One enzyme that might generate chem156F from chem163S is chymase [8]. Therefore, we investigated chymase levels in OA and RA synovial fluid samples of arthritis patients. In OA and RA synovial fluid samples, the levels of chymase were 349.7 ± 200.2 pg/ml (n = 10) and 942.6 ± 366.8 pg/ml (n = 8) (mean ± SEM), respectively (Fig. 4a).
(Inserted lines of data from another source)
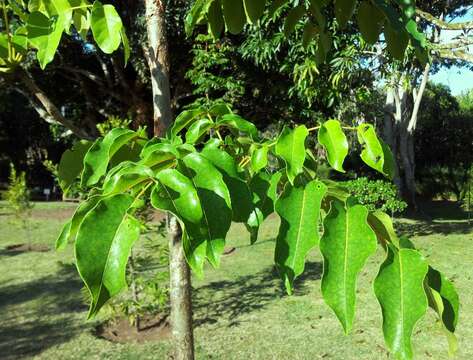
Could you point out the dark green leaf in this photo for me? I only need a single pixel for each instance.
(98, 157)
(215, 200)
(292, 18)
(254, 9)
(370, 21)
(299, 210)
(215, 17)
(291, 148)
(332, 137)
(344, 11)
(347, 243)
(372, 153)
(72, 163)
(399, 289)
(103, 246)
(234, 15)
(106, 27)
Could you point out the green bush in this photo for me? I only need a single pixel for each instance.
(376, 194)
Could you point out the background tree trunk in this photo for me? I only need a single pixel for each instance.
(157, 54)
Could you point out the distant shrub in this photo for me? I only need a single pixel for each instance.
(376, 194)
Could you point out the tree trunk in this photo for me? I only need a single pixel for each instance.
(49, 107)
(157, 55)
(180, 296)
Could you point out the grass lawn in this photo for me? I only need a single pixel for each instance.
(240, 310)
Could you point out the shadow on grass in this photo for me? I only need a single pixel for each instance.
(228, 300)
(39, 314)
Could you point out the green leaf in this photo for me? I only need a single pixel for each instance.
(186, 119)
(106, 27)
(397, 40)
(443, 299)
(264, 189)
(299, 210)
(127, 177)
(347, 243)
(372, 153)
(310, 31)
(44, 34)
(382, 225)
(370, 21)
(259, 158)
(240, 194)
(176, 193)
(103, 246)
(195, 15)
(292, 18)
(215, 16)
(198, 130)
(400, 292)
(98, 157)
(238, 124)
(126, 45)
(69, 232)
(333, 139)
(344, 10)
(291, 148)
(215, 200)
(234, 15)
(254, 9)
(72, 163)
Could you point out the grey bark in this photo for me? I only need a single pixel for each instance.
(157, 55)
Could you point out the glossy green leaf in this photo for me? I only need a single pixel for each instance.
(259, 158)
(347, 243)
(309, 34)
(382, 225)
(98, 157)
(126, 45)
(389, 166)
(72, 163)
(292, 18)
(238, 124)
(69, 232)
(215, 200)
(198, 130)
(240, 194)
(103, 246)
(291, 148)
(106, 27)
(299, 210)
(186, 119)
(234, 15)
(215, 16)
(344, 10)
(372, 153)
(333, 139)
(176, 193)
(443, 299)
(126, 178)
(397, 40)
(370, 21)
(400, 292)
(254, 9)
(44, 34)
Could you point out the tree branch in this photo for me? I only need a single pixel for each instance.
(443, 24)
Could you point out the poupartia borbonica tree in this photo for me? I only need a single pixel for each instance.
(211, 168)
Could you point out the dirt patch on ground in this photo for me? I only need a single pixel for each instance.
(120, 331)
(21, 248)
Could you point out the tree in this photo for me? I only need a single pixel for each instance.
(211, 168)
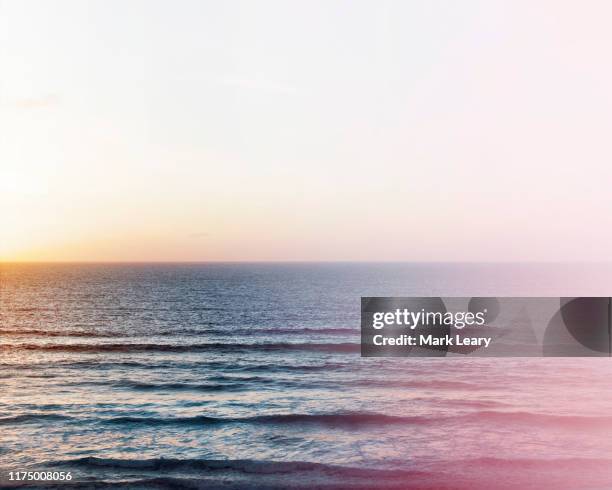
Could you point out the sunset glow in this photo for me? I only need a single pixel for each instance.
(472, 132)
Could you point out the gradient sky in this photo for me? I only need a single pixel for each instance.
(313, 130)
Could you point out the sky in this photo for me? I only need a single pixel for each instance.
(314, 130)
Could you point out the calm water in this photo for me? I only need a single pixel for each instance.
(210, 374)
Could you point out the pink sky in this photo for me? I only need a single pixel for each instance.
(412, 131)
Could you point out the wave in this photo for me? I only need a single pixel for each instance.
(32, 417)
(57, 333)
(532, 418)
(205, 387)
(252, 467)
(347, 347)
(348, 419)
(352, 419)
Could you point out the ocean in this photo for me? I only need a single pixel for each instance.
(249, 376)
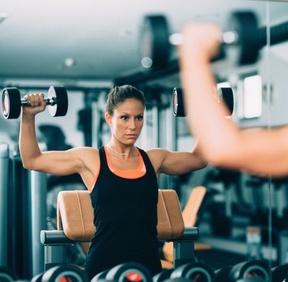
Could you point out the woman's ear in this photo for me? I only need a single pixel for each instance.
(108, 118)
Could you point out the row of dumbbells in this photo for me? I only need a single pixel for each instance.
(247, 271)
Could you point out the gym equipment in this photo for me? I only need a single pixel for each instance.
(244, 40)
(57, 100)
(163, 275)
(196, 271)
(100, 276)
(75, 224)
(222, 274)
(280, 273)
(4, 203)
(190, 215)
(225, 94)
(131, 271)
(6, 274)
(249, 269)
(67, 272)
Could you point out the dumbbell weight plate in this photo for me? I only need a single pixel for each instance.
(246, 50)
(249, 269)
(66, 271)
(178, 103)
(222, 274)
(195, 271)
(101, 275)
(131, 271)
(163, 275)
(225, 94)
(280, 273)
(60, 108)
(6, 275)
(11, 103)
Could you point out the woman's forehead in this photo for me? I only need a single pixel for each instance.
(130, 104)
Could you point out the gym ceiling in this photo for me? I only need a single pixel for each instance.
(93, 42)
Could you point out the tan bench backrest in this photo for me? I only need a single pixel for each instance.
(75, 215)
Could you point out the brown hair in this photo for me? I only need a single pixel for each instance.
(119, 94)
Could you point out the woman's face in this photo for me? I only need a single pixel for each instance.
(127, 121)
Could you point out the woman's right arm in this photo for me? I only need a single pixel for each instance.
(76, 160)
(223, 143)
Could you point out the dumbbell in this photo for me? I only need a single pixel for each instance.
(245, 39)
(130, 271)
(7, 275)
(246, 270)
(225, 94)
(57, 100)
(195, 271)
(65, 272)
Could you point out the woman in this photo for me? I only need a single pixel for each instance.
(223, 143)
(121, 178)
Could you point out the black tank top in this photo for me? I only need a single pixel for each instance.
(125, 216)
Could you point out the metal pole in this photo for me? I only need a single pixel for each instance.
(4, 186)
(38, 218)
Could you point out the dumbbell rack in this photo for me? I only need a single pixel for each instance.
(22, 217)
(55, 243)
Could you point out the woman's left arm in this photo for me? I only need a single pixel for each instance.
(176, 163)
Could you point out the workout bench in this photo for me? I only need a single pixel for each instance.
(75, 224)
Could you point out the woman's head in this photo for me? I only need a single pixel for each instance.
(120, 94)
(125, 113)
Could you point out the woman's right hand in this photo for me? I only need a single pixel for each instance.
(36, 102)
(201, 40)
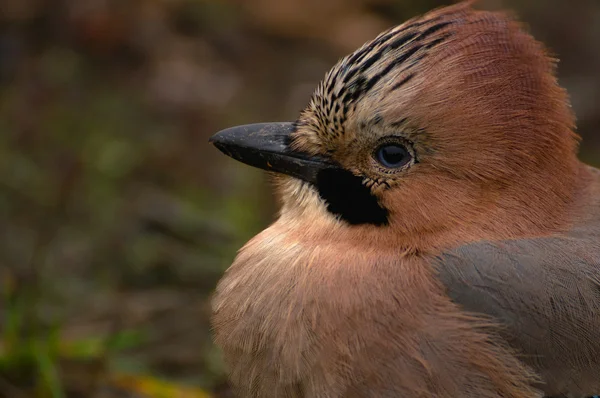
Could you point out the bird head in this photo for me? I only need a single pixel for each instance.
(449, 125)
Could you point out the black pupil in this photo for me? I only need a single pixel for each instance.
(392, 155)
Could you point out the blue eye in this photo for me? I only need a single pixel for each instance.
(393, 156)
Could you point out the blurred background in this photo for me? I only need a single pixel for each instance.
(118, 217)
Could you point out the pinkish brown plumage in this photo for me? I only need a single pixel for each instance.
(433, 169)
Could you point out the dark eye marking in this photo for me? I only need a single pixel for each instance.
(347, 197)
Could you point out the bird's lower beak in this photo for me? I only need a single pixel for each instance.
(266, 146)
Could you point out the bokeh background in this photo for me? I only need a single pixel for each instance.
(117, 217)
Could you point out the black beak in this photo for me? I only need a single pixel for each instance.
(266, 146)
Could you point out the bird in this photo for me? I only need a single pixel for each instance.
(437, 235)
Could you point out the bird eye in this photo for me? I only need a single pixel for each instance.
(392, 156)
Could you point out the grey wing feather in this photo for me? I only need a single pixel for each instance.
(545, 292)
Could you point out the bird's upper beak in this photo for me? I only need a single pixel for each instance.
(267, 146)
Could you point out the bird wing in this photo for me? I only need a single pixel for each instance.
(545, 292)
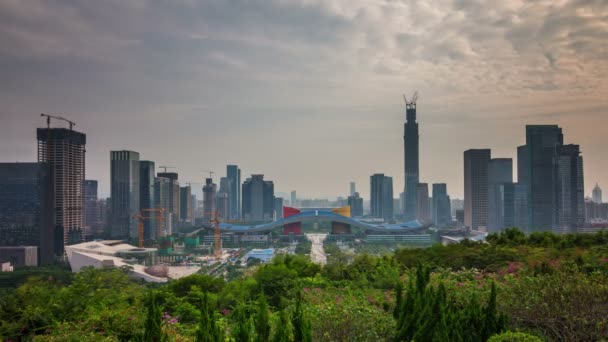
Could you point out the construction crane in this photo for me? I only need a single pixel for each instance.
(166, 167)
(217, 245)
(159, 218)
(49, 117)
(209, 172)
(412, 103)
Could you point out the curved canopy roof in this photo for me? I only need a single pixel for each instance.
(315, 216)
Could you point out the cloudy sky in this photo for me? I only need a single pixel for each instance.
(307, 92)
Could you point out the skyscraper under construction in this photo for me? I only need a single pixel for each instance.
(410, 141)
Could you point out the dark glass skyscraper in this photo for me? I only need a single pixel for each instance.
(442, 211)
(258, 199)
(476, 188)
(410, 141)
(25, 207)
(147, 174)
(124, 178)
(234, 197)
(381, 200)
(63, 150)
(541, 144)
(500, 172)
(570, 189)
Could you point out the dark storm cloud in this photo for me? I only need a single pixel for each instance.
(281, 66)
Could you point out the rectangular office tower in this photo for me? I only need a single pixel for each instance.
(258, 199)
(124, 194)
(570, 189)
(172, 209)
(234, 197)
(356, 205)
(500, 172)
(209, 200)
(147, 174)
(63, 150)
(26, 207)
(381, 200)
(442, 209)
(185, 205)
(476, 188)
(162, 189)
(411, 162)
(423, 211)
(541, 144)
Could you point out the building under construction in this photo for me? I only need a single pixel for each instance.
(63, 150)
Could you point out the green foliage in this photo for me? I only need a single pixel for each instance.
(300, 322)
(428, 314)
(551, 285)
(242, 329)
(511, 336)
(564, 304)
(276, 281)
(282, 332)
(153, 330)
(262, 320)
(208, 329)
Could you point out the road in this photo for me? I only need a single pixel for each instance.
(317, 253)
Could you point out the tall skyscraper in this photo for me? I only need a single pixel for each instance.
(258, 199)
(523, 165)
(209, 199)
(185, 205)
(541, 144)
(423, 212)
(356, 205)
(162, 189)
(172, 211)
(147, 197)
(125, 186)
(278, 208)
(570, 189)
(227, 188)
(63, 150)
(476, 188)
(442, 212)
(26, 212)
(91, 206)
(597, 194)
(514, 205)
(234, 174)
(223, 205)
(381, 200)
(410, 141)
(293, 199)
(500, 172)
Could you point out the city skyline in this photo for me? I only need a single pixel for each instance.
(235, 103)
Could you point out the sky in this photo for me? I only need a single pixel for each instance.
(307, 92)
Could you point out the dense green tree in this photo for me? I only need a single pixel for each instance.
(262, 320)
(153, 325)
(301, 324)
(282, 331)
(242, 329)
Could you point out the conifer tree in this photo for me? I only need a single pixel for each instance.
(153, 324)
(281, 331)
(242, 332)
(262, 320)
(398, 300)
(301, 324)
(207, 330)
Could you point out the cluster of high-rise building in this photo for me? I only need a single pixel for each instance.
(50, 204)
(548, 194)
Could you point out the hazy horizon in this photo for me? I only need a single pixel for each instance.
(309, 93)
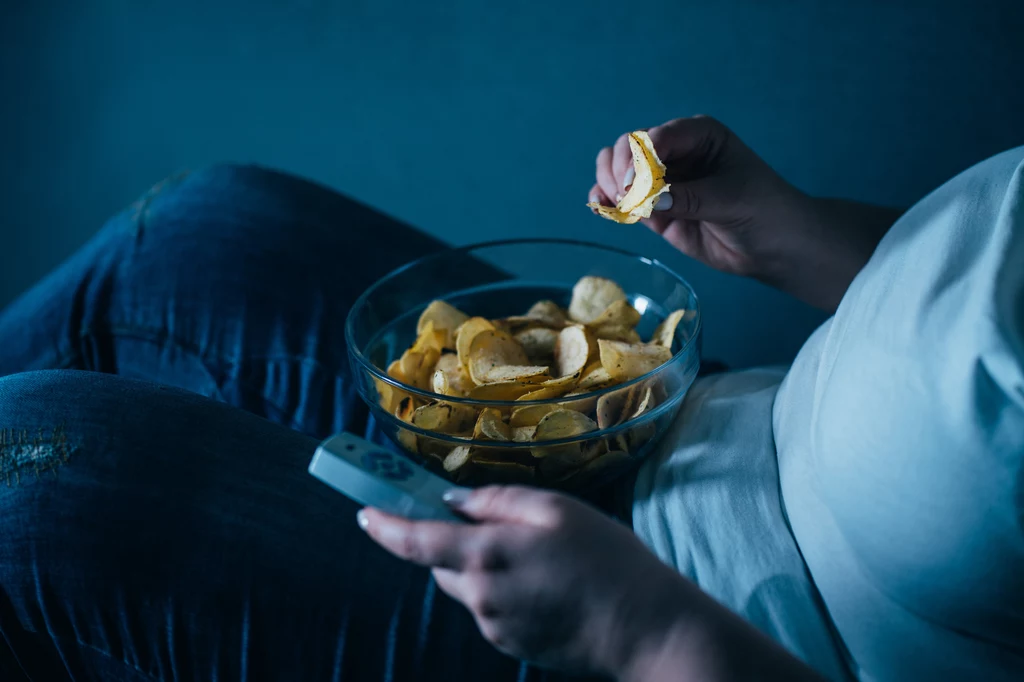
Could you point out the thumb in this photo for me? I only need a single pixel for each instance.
(515, 504)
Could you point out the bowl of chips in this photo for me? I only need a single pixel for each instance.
(552, 363)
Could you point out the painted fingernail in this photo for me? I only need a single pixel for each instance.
(456, 497)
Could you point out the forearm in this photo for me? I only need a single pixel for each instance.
(710, 643)
(833, 240)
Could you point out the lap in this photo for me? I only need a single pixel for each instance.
(151, 531)
(232, 282)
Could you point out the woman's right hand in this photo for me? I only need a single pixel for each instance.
(731, 211)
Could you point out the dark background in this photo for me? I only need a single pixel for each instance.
(504, 105)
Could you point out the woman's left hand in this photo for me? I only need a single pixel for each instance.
(548, 579)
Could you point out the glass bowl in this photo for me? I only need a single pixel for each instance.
(502, 279)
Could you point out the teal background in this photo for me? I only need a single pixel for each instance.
(484, 118)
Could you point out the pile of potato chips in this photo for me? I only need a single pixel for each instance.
(544, 354)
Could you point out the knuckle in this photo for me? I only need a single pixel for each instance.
(687, 201)
(492, 556)
(556, 509)
(410, 547)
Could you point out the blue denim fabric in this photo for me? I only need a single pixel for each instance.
(162, 393)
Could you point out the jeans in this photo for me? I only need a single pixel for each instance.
(161, 395)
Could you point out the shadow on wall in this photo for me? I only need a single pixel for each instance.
(504, 108)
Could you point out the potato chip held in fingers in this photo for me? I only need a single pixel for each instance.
(648, 183)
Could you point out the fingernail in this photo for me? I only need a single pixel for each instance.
(456, 497)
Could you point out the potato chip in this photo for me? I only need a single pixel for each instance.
(619, 313)
(458, 378)
(546, 392)
(591, 296)
(562, 424)
(406, 408)
(539, 343)
(616, 333)
(458, 458)
(418, 368)
(530, 415)
(666, 332)
(388, 396)
(466, 333)
(500, 471)
(407, 439)
(430, 338)
(394, 371)
(645, 403)
(594, 377)
(629, 360)
(492, 351)
(491, 427)
(612, 213)
(648, 183)
(433, 448)
(444, 418)
(507, 390)
(439, 383)
(549, 313)
(641, 433)
(443, 317)
(523, 433)
(611, 408)
(580, 400)
(521, 373)
(571, 350)
(564, 462)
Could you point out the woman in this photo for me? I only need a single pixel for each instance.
(151, 533)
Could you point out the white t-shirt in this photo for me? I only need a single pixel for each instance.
(899, 437)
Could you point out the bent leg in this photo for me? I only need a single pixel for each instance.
(232, 282)
(152, 534)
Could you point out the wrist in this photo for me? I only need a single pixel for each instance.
(671, 631)
(684, 648)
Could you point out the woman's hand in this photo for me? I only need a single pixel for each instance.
(730, 210)
(552, 581)
(548, 579)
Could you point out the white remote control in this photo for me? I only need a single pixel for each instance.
(375, 477)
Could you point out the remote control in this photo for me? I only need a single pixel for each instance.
(375, 477)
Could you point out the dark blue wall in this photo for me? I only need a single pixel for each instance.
(871, 99)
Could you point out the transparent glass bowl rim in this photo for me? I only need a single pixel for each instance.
(356, 352)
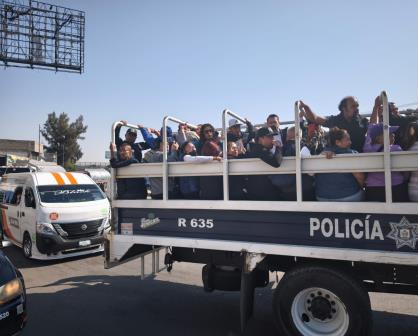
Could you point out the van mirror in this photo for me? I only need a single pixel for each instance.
(30, 199)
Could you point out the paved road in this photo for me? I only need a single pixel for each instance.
(79, 297)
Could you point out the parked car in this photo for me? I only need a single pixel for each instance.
(12, 298)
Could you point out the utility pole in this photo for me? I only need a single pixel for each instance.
(39, 142)
(63, 150)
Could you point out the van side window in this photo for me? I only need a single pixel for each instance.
(17, 195)
(30, 198)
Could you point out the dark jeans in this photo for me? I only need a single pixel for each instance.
(377, 194)
(193, 195)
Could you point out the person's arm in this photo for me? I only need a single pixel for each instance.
(149, 139)
(273, 160)
(368, 146)
(173, 156)
(210, 148)
(201, 159)
(250, 131)
(310, 115)
(118, 139)
(374, 118)
(181, 136)
(360, 178)
(305, 152)
(144, 145)
(113, 151)
(115, 163)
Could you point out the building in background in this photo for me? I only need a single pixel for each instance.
(15, 151)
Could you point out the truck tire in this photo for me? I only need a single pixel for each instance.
(319, 300)
(27, 246)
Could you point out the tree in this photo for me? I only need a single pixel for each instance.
(62, 137)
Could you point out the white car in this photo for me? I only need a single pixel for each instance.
(53, 215)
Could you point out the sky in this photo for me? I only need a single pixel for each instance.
(191, 59)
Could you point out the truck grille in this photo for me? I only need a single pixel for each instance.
(78, 230)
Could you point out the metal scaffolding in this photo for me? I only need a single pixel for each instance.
(39, 35)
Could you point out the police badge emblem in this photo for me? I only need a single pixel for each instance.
(404, 233)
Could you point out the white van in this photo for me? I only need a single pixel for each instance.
(53, 215)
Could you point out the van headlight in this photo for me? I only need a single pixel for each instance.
(45, 228)
(105, 224)
(10, 290)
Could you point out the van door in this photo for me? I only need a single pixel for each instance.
(28, 213)
(12, 222)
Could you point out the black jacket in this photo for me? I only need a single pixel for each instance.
(137, 147)
(265, 154)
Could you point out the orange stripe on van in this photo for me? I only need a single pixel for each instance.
(58, 178)
(71, 178)
(6, 227)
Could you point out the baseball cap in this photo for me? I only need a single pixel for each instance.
(377, 129)
(132, 131)
(170, 137)
(234, 122)
(264, 131)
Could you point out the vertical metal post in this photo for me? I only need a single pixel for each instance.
(39, 142)
(386, 146)
(142, 268)
(165, 165)
(225, 166)
(153, 262)
(298, 158)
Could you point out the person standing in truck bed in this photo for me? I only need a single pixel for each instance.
(128, 188)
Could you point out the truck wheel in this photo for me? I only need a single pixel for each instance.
(318, 301)
(27, 245)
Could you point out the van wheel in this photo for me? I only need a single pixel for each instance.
(318, 301)
(27, 245)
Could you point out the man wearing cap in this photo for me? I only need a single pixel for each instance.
(348, 119)
(235, 135)
(375, 181)
(130, 138)
(129, 188)
(259, 187)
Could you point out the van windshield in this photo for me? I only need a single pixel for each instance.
(70, 193)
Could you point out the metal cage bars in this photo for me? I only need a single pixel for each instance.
(298, 159)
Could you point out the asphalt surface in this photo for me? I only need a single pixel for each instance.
(79, 297)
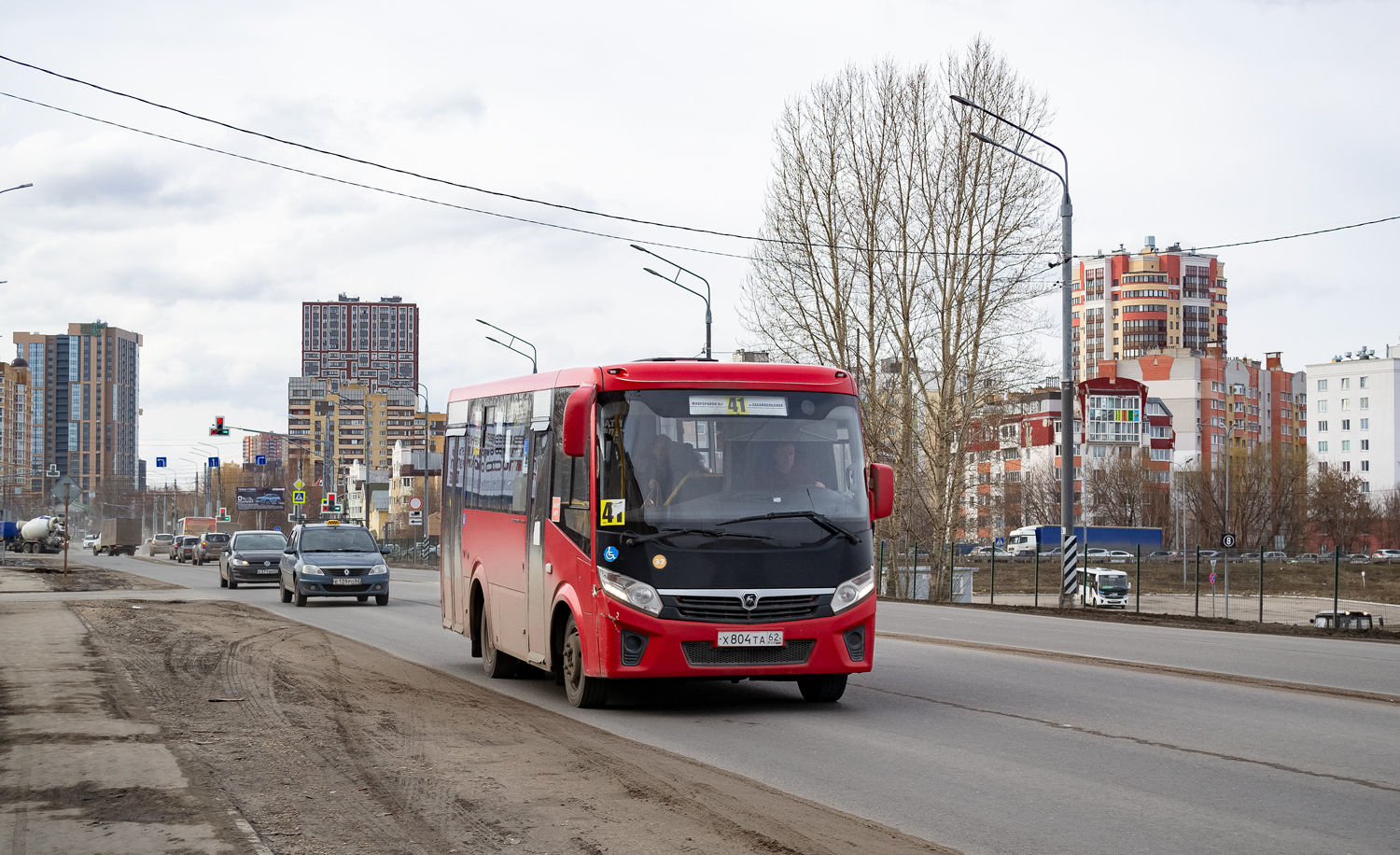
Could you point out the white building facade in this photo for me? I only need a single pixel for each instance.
(1352, 402)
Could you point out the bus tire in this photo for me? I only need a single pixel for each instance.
(582, 692)
(822, 689)
(496, 664)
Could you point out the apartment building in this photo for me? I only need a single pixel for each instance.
(1354, 416)
(84, 405)
(1128, 304)
(372, 343)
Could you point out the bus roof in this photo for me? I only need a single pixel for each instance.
(674, 374)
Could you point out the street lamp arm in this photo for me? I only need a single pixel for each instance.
(1029, 133)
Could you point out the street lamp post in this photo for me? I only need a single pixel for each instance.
(708, 316)
(532, 356)
(1067, 434)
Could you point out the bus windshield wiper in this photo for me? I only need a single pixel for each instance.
(636, 539)
(814, 515)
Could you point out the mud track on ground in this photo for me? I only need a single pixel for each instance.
(327, 745)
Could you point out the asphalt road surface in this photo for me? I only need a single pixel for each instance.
(991, 751)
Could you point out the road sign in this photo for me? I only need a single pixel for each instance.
(66, 490)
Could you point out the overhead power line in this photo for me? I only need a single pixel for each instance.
(529, 199)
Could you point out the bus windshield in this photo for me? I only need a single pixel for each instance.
(702, 459)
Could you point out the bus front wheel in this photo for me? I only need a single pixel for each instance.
(822, 689)
(584, 692)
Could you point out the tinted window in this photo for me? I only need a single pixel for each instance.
(338, 540)
(260, 540)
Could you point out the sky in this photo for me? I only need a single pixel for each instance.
(1198, 123)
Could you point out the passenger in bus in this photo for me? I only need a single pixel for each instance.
(786, 473)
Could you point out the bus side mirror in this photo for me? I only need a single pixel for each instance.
(882, 490)
(577, 411)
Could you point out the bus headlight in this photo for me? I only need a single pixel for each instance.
(853, 591)
(638, 595)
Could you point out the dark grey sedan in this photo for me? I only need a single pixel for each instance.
(333, 560)
(252, 557)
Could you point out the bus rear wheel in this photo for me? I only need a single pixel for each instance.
(582, 692)
(822, 689)
(496, 664)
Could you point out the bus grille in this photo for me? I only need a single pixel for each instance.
(728, 609)
(702, 653)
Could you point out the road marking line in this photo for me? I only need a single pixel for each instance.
(1354, 694)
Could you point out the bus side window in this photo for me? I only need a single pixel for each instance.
(570, 482)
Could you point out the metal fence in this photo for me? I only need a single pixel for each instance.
(1238, 583)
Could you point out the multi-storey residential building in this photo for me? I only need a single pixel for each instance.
(1354, 416)
(1131, 304)
(374, 343)
(266, 445)
(1018, 451)
(1209, 391)
(84, 405)
(333, 425)
(14, 429)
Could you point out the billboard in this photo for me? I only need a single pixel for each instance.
(260, 498)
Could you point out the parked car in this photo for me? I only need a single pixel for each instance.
(251, 557)
(329, 558)
(160, 544)
(209, 546)
(184, 547)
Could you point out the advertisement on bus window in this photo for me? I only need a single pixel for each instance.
(260, 498)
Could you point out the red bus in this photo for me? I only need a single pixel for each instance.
(671, 518)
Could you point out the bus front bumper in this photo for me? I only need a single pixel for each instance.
(840, 644)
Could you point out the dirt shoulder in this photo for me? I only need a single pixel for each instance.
(35, 572)
(327, 745)
(1183, 622)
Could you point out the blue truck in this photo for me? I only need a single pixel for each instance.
(1032, 539)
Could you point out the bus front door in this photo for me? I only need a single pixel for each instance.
(537, 519)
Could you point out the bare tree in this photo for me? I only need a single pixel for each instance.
(902, 249)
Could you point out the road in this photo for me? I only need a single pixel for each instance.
(991, 751)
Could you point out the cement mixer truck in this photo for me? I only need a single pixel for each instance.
(41, 535)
To determine the kinetic constants for cleavage of chem163S by chymase, chem163S peptides consisting of the last 15 amino acids of the C-terminus of chemerin (chem163S-15mer) were subjected to chymase cleavage followed by HPLC analysis. Hydrolysis of chem163S-15mer by chymase showed K_M of 556.1 ± 174 μM, k_cat of 436.4 ± 44.96/min (mean ± SEM), and k_cat/K_M of 0.78/μM/min (Fig. 4b and Table 1).